El trabajo, que reúne a científicos de instituciones argentinas, alemanas y chilenas, y que además de Río Grande (Tierra del Fuego) tiene como base de operaciones a la ciudad de El Calafate (Santa Cruz) analizará desde procesos dinámicos hasta químicos de la envoltura gaseosa que rodea la Tierra, con el objetivo de entender el comportamiento de las llamadas “ondas de gravedad” y evaluar el impacto de la quema de biomasa en el derretimiento de los glaciares.

Se trata del proyecto “Transporte y composición del hemisferio sur tropósfera superior y estratósfera inferior” (Southtrac), que comenzó con vuelos del avión alemán Gulfstream G550, que dispone de 13 instrumentos únicos y que permitirá realizar experimentos para decodificar los procesos atmosféricos desde las capas inferiores hasta las ubicadas a 90 kilómetros de altura.

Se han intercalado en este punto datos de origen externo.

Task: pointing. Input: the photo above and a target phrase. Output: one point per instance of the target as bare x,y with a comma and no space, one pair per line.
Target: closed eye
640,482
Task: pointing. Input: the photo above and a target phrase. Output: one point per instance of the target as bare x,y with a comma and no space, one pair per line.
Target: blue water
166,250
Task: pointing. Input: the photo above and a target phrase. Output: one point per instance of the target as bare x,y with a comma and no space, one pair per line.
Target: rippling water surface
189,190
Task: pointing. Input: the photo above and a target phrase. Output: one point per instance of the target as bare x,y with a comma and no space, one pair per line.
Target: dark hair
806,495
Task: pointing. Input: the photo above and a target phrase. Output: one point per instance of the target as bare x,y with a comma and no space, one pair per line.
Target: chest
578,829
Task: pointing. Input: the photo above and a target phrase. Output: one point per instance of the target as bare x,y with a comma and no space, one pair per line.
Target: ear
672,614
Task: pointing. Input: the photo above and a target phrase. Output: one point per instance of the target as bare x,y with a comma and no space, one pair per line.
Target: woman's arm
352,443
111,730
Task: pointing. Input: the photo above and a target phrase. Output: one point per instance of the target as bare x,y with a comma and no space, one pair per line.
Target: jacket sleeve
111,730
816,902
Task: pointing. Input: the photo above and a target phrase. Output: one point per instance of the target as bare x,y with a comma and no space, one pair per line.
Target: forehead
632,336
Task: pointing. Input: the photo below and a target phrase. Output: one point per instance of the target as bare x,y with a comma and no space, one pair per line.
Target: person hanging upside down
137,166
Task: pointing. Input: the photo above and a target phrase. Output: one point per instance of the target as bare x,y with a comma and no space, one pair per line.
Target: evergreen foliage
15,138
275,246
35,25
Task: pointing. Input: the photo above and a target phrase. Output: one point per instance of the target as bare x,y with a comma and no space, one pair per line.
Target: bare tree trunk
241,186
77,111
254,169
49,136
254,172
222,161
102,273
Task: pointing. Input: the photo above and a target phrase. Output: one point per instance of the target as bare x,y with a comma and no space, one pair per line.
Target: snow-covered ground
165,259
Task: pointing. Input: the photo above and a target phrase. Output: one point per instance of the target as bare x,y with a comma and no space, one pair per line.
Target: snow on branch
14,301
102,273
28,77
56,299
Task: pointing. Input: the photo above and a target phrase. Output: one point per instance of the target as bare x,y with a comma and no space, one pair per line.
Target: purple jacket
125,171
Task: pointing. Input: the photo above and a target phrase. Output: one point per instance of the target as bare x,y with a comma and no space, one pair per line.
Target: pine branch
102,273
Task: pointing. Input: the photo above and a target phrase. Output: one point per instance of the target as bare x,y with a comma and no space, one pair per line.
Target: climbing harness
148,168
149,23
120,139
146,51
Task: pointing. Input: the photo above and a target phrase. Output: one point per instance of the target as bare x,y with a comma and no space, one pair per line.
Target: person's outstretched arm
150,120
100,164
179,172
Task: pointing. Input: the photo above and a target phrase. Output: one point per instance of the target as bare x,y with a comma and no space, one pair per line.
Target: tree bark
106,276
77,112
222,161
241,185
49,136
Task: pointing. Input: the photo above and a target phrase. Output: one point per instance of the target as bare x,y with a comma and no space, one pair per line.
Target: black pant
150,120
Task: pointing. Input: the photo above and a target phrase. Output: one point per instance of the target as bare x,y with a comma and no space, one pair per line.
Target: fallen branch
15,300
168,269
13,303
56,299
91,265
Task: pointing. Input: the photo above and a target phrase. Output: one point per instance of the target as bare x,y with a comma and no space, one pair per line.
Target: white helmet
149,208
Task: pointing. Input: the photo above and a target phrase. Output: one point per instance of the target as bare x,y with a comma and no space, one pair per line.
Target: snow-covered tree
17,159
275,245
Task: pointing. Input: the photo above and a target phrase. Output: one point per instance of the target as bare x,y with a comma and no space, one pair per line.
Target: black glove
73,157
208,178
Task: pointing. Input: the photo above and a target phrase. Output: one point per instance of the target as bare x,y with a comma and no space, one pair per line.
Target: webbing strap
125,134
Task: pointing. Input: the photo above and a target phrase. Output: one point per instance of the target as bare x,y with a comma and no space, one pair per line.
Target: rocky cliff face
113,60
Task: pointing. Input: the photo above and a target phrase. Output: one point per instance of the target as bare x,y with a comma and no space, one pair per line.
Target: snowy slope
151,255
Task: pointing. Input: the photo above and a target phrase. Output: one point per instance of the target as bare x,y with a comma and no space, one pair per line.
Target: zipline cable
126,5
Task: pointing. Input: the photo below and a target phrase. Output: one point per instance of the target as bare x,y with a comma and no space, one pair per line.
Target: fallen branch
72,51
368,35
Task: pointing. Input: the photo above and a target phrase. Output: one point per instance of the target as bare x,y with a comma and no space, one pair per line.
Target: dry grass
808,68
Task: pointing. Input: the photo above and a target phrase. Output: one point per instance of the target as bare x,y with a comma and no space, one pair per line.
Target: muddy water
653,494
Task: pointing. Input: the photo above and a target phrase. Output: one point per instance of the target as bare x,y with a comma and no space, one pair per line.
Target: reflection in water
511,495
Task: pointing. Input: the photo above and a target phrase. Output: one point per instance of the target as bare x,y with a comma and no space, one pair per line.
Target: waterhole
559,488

Estas mediciones inéditas nos permitirán comprender mejor el movimiento de la capa de ozono en esta zona, pero también otros temas referidos a la contaminación. Nos interesa saber, por ejemplo, el tema de la quema de la biomasa -como la ocurrida en la Amazonia de Brasil- y si esas partículas que están flotando producen una interacción con las nubes, cambiando los patrones de precipitación”, explicó a la prensa Salvador Enrique Puliafito, científico de la Facultad Regional Mendoza de la Universidad Tecnológica Nacional (UTN) e investigador del Conicet.

Según detalló Puliafito, esa interacción de partículas con las nubes, “puede producir una deposición de hollín en los glaciares, lo que a su vez puede provocar una aceleración en su derretimiento”, afirmó.

Por su parte Alejandro De La Torre, profesor de la Universidad Austral de Buenos Aires e investigador del Conicet, sostuvo que la alteración de la atmósfera en la región resulta diferente a la de otros lugares.

Conocer en detalle por qué se perturba de esta manera nos va a hacer comprender un poco mejor el comportamiento global de toda la atmósfera. Estos estudios son importantes para elaborar modelos de pronósticos y poder predecir mejor el tiempo y el clima”, indicó el experto y señaló que al entender la variabilidad del clima se podrá avanzar en “si el cambio climático está originado en un factor antropogénico (por la intervención del hombre) o por razones naturales”, señaló.

El Southtrac está planificado para llevarse a cabo en dos etapas: una entre septiembre y octubre, y otra entre noviembre y diciembre. La iniciativa incluye a investigadores del Conicet a través de la Universidad Austral, la de Cuyo y la Universidad Tecnológica Nacional (UTN) y del Servicio Meteorológico Nacional, además de cinco instituciones alemanas y universidades e institutos chilenos.